Здесь Ирвин Сарнофф обращается к понятию «социальная установка «. Установку он трактует как склонность благоприятно или неблагоприятно реагировать на класс объектов. Эта склонность может, конечно, быть выведена из разнообразия наблюдаемых ответов, делаемых индивидом, когда сталкивается с представителем класса объектов, по отношению которого он имеет установку: выражения лица, позы, движения, звук голоса и вербализации. Кроме того, индивид не нуждается в осознании своей установки или поведения, на основании которых его установка выводится другими. Установка индивида по отношению к классу объектов детерминируется особой ролью, которую эти объекты играют в выработке ответов, которые уменьшают напряжение между мотивами и которые разрешают особые конфликты среди мотивов.[4]
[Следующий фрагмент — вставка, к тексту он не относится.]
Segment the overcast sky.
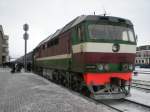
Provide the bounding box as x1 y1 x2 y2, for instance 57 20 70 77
0 0 150 57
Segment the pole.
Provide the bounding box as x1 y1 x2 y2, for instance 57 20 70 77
24 40 27 72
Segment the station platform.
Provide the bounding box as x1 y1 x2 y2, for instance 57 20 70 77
0 68 113 112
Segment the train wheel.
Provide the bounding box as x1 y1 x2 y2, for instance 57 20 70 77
81 86 91 97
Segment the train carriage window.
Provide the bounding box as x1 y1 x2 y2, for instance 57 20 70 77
122 31 128 41
128 30 135 42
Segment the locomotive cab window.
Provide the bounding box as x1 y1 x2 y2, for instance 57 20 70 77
88 24 135 42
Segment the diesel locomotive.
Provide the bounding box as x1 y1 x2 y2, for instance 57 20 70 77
33 15 136 99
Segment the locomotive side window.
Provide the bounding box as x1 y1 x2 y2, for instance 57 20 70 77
77 26 84 41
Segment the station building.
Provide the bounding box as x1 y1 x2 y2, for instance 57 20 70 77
0 25 9 65
135 45 150 67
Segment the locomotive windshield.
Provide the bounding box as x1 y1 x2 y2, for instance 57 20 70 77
88 24 135 42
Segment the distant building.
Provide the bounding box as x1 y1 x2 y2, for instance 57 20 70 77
0 25 9 65
135 45 150 67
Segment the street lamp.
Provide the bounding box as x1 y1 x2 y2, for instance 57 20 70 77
23 24 29 72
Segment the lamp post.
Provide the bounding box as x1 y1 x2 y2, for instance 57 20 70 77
23 24 29 72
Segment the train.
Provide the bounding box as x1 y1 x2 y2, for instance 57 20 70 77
33 15 136 100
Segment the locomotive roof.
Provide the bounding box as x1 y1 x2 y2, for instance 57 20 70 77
37 15 133 47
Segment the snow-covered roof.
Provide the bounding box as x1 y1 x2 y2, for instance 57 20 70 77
37 15 132 47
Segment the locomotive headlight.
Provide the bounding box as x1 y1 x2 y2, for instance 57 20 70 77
122 64 128 71
129 64 133 70
97 64 104 71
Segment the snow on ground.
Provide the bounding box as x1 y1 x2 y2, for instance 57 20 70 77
0 69 115 112
126 88 150 106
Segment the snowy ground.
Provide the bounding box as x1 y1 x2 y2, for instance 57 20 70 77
0 68 150 112
0 68 115 112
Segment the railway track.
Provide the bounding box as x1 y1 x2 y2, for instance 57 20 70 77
37 74 150 112
102 99 150 112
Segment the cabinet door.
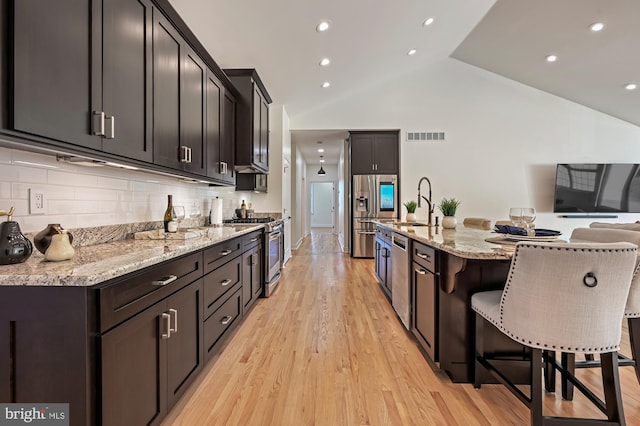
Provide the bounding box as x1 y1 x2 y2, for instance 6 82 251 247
153 10 183 169
11 0 102 149
412 262 438 361
220 90 236 185
251 84 262 167
206 71 224 179
351 134 375 175
260 98 269 170
165 279 204 409
180 46 207 175
102 0 153 162
101 302 168 426
373 133 398 175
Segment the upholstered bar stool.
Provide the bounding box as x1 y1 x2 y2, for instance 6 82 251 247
549 228 640 400
471 242 637 426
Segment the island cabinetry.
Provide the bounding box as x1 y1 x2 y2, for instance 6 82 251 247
224 69 271 173
411 241 438 362
349 132 400 175
100 253 204 425
9 0 153 162
374 226 393 299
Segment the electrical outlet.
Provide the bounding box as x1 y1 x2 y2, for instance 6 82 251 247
29 188 46 214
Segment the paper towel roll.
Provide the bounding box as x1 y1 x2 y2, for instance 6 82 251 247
211 198 222 225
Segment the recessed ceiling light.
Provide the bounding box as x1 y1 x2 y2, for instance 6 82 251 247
422 18 433 27
316 21 331 33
Поскольку индивид не может выносить осознание своих сознательно непринимаемых мотивов, он не способен использовать средства сдерживания и подавления в связи с отсрочкой этих мотивов. Вместо этого он развивает различные механизмы эгозащиты, чьи операции не заметны для индивида, но чьи результаты, тем не менее, предотвращают его от осознания существования мотивов, которые имеют для него травматические последствия. Теоретически, различные механизмы эго защиты оказывают различные влияния на бессознательные мотивы, изгнание который из сознания обеспечивают эти механизмы; и, поскольку эти влияния действуют автоматически, индивид остается не осознающим одновременно о функционировании своих механизмов эгозащиты и мотивах, чье восприятие они затмевают. Очевидно, поэтому, что концептуальные отношения между установкой и сознательно не принимаемым мотивом является значительно более сложным, чем те, которые существуют между установкой и сознательно принимаемым мотивом.

Теория Ирвина Сарноффа имеет для этнопсихологи то значение, что она помогает понять процесс формирования личностного сознания через серию малых пограничных ситуаций, то есть фрустрирующих эпизодов, которые могут гаситься с помощью эгозащитных механизмов, а могут накапливаться как опыт совершения выбора, пусть и не вполне осознанного, в том числе и рефлексируемый или нет опыт преодоления социальных установок.